The need for increased surveillance due to increase in flight volume in remote or oceanic regions outside the range of traditional radar coverage has been fulfilled by the advent of space-based Automatic Dependent Surveillance — Broadcast (ADS-B) Surveillance systems. ADS-B systems have the capability of providing air traffic controllers with highly accurate real-time flight data. ADS-B is dependent on digital communications between aircraft and ground stations of the air route traffic control center (ARTCC); however these communications are not secured. Anyone with the appropriate capabilities and equipment can interrogate the signal and transmit their own false data; this is known as spoofing. The possibility of this type of attacks decreases the situational awareness of United States airspace. The purpose of this project is to design a secure transmission framework that prevents ADS-B signals from being spoofed. Three alternative methods of securing ADS-B signals are evaluated: hashing, symmetric encryption, and asymmetric encryption. Security strength of the design alternatives is determined from research. Feasibility criteria are determined by comparative analysis of alternatives.

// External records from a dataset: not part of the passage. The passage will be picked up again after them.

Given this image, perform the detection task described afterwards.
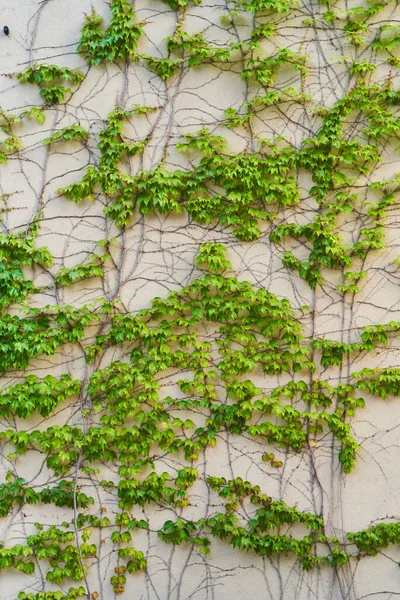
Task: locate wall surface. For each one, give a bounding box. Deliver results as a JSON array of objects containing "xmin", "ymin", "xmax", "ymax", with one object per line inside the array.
[{"xmin": 0, "ymin": 0, "xmax": 400, "ymax": 600}]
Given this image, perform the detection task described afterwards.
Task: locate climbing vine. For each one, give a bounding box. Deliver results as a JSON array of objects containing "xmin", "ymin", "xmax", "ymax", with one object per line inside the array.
[{"xmin": 0, "ymin": 0, "xmax": 400, "ymax": 600}]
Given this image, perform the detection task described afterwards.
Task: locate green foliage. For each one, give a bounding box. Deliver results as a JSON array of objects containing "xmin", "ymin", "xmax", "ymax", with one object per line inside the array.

Economic implications and possible collision risk is determined from simulations that model the United State airspace over the Gulf of Mexico and part of the airspace under attack respectively. The ultimate goal of the project is to show that if ADS-B signals can be secured, the situational awareness can improve and the ARTCC can use information from this surveillance system to decrease the separation between aircraft and ultimately maximize the use of the United States airspace.